Split regex behavior

FlyingWombat · January 3, 2020, 6:13pm

For split S, I originally thought it was just the inverse of select s.
Where the selections would be all that doesn’t match the regex.
( - selected char, + secondary cursor, ^ primary cursor)

foo,bar
--+ --^
~
split:,

But I don’t get why this happens: where some matches of the regex are selected.

abbba baaab
+--+ -+ ++^
~
split:a

I would have thought that split:a on abba would select the inverse of the regex (select only the b’s and spaces), like this:

abbba baaab
 --+ -+   ^
~
split:a

Feature or Bug? Thoughts?

prion · January 4, 2020, 12:13am

The behavior is more obvious if you type something after performing the split

abbba baaab
# split: a
# i_
_a_bbba_ ba_a_a_b

As you can see it splits the current selection into smaller sub-sections (meaning it retains the current anchor & cursor) by ending the current selection when it meets the regex.

Position 0: start selection
Position 1: matches regex, end selection. Cursor must go on the a character as it is 0 width selection.
Position 2,3,4: continue selection.
Position 5: matches regex so stop selection…

I’m just guessing here but the weird cursor behavior where it sometimes ends up on an “a” seems to be due to have a “0 width selection” between each a. If you split on a+ you get something close to what you expected.

If you want to achieve an inverse selection then you can either do this to select anything that’s at least one character long where all of the characters are not a (written ^a)

abbba baaab
# select: [^a]+
abbba baaab
 --+ -+   ^
# a*
abbb*a b*aaab*

you can also do a zero-width negative lookahead but then I think you have to do a merge afterwards, unless someone else knows how to do it all at once

abbba baaab
# select: (?!a)
abbba baaab
 +++ ++   ^
# <a-_>     (a.k.a. Alt-Underscore)
abbba baaab
 --+ -+   ^
# a*
abbb*a b*aaab*

As an aside if you do an append after the split: a rather than an insert then you almost get the behaviour of the inverse selection but you also end up with a cursor at the end of you selection, which you probably don’t want.

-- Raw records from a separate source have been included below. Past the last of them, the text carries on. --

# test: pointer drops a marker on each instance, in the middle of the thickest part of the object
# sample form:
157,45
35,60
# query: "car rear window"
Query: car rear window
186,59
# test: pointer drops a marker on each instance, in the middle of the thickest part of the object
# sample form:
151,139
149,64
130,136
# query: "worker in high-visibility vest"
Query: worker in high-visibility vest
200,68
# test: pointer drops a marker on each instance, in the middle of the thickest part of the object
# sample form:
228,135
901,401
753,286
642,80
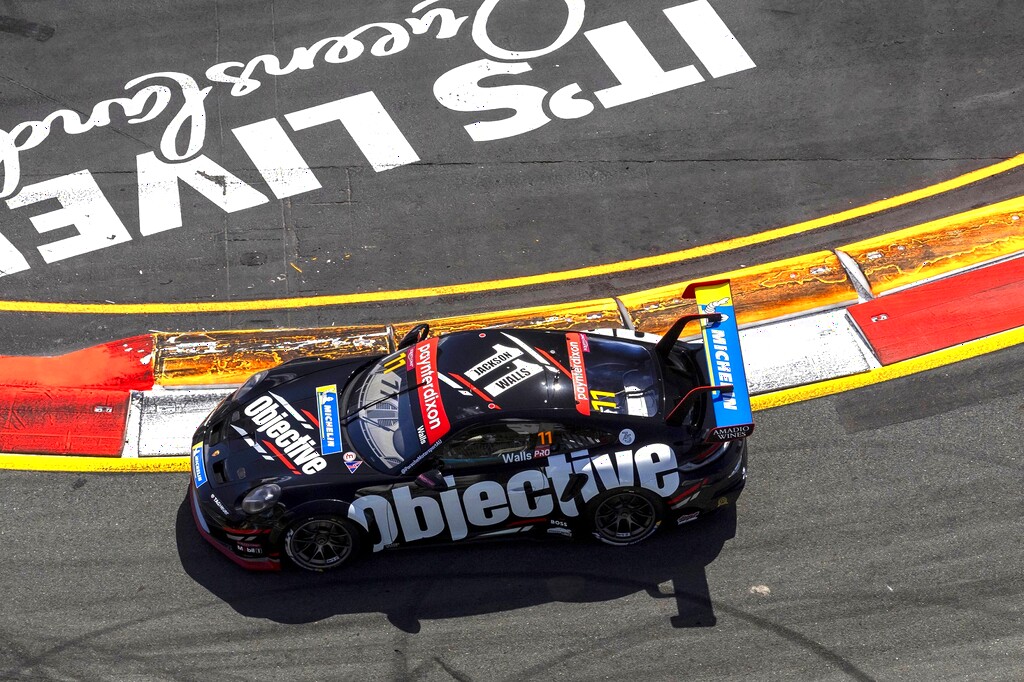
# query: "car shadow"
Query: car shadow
411,585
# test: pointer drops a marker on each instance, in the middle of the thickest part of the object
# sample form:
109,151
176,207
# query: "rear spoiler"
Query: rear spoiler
729,391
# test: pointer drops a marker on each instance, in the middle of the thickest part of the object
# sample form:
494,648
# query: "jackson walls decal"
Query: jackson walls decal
85,209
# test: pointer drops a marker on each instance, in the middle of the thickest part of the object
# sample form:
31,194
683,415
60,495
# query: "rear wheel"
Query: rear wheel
323,543
625,517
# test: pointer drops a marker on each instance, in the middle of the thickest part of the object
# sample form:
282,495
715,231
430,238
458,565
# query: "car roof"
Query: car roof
537,371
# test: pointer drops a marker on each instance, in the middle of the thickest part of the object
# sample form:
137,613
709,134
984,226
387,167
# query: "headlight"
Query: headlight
260,498
250,384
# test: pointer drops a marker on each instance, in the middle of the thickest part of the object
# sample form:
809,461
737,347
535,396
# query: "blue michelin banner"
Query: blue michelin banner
327,403
199,467
733,418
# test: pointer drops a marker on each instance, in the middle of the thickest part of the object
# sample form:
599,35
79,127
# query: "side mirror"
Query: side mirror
414,336
432,480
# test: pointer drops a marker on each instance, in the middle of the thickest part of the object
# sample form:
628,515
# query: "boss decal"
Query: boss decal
531,494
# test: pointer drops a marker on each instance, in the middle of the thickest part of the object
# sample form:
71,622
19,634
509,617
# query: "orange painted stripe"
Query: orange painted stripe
528,281
762,292
941,247
945,312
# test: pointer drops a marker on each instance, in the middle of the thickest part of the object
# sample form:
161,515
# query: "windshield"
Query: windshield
396,412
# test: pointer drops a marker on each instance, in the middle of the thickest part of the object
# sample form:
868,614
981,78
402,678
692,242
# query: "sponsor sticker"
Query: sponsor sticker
327,405
283,430
199,467
424,363
577,344
725,363
686,518
352,461
502,355
220,505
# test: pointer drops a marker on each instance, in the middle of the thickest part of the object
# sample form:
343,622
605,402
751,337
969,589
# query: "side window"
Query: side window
519,441
484,444
568,439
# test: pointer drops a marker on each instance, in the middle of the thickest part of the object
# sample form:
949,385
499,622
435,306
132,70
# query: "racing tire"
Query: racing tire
323,542
624,517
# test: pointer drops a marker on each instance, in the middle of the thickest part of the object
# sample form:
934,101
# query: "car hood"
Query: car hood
287,426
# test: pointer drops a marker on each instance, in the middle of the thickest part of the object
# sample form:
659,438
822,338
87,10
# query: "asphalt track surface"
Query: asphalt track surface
869,545
879,536
849,102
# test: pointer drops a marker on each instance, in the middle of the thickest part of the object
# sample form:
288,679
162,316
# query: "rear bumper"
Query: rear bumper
719,485
207,527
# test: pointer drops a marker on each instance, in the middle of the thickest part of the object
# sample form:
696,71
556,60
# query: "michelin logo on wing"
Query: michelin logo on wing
199,467
733,417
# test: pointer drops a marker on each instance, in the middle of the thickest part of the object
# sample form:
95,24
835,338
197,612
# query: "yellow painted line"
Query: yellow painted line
932,360
933,249
93,464
765,401
514,283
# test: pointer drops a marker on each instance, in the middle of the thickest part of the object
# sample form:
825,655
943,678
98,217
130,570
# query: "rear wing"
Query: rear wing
730,395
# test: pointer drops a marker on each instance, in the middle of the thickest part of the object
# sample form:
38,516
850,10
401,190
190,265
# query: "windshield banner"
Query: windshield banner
725,361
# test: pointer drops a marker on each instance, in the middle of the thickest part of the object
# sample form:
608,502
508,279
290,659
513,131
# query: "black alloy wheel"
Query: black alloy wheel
322,543
625,517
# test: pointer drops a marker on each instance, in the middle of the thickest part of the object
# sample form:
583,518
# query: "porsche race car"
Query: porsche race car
477,434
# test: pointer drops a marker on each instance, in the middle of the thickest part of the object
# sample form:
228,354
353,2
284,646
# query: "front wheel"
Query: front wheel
625,517
323,543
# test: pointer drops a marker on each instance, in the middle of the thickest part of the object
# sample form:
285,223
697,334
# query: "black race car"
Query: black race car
475,435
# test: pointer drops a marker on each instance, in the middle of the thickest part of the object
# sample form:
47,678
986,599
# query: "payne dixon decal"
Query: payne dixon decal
285,432
531,494
422,364
175,104
577,344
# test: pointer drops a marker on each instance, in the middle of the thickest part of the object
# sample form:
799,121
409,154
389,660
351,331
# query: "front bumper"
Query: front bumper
246,547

FlyingWombat · January 6, 2020, 11:17pm

I think you’re right about it being 0-width selections between matches.
I haven’t looked at the code, but now that you mention it, I’d guess it just places a cursor before each match, and an anchor after.

((?!expr).)+ gives an inverted match, for simple expressions, but chokes on more complicated ones. For example: an expression to select brackets with text \[.*?\] does not work with the negative lookahead, since “Quantifiers cannot be used in lookarounds”.

The annoying thing is, I could see use-cases for either side: where sometimes you’d want cursors in between adjacent matches (current behavior), and sometimes you wouldn’t (inverted select).

I’d be interested to know which the intention was, for the code design.

FlyingWombat · January 7, 2020, 2:06am

Oh, I just realized, you were right again, using the + quantifier (almost) gives the “inverse match” behavior I was expecting.
Just surround the expression with a capturing group, and add the + quantifier (expr)+
A more complex example:

[]foo[bar][]asdf[qwer]
+ --+       ---+
~
split:(\[.*?\])+

There’s still a pesky cursor at the beginning, when there’s a match starting at pos 0. And again, there are times you might want that, and times you might not.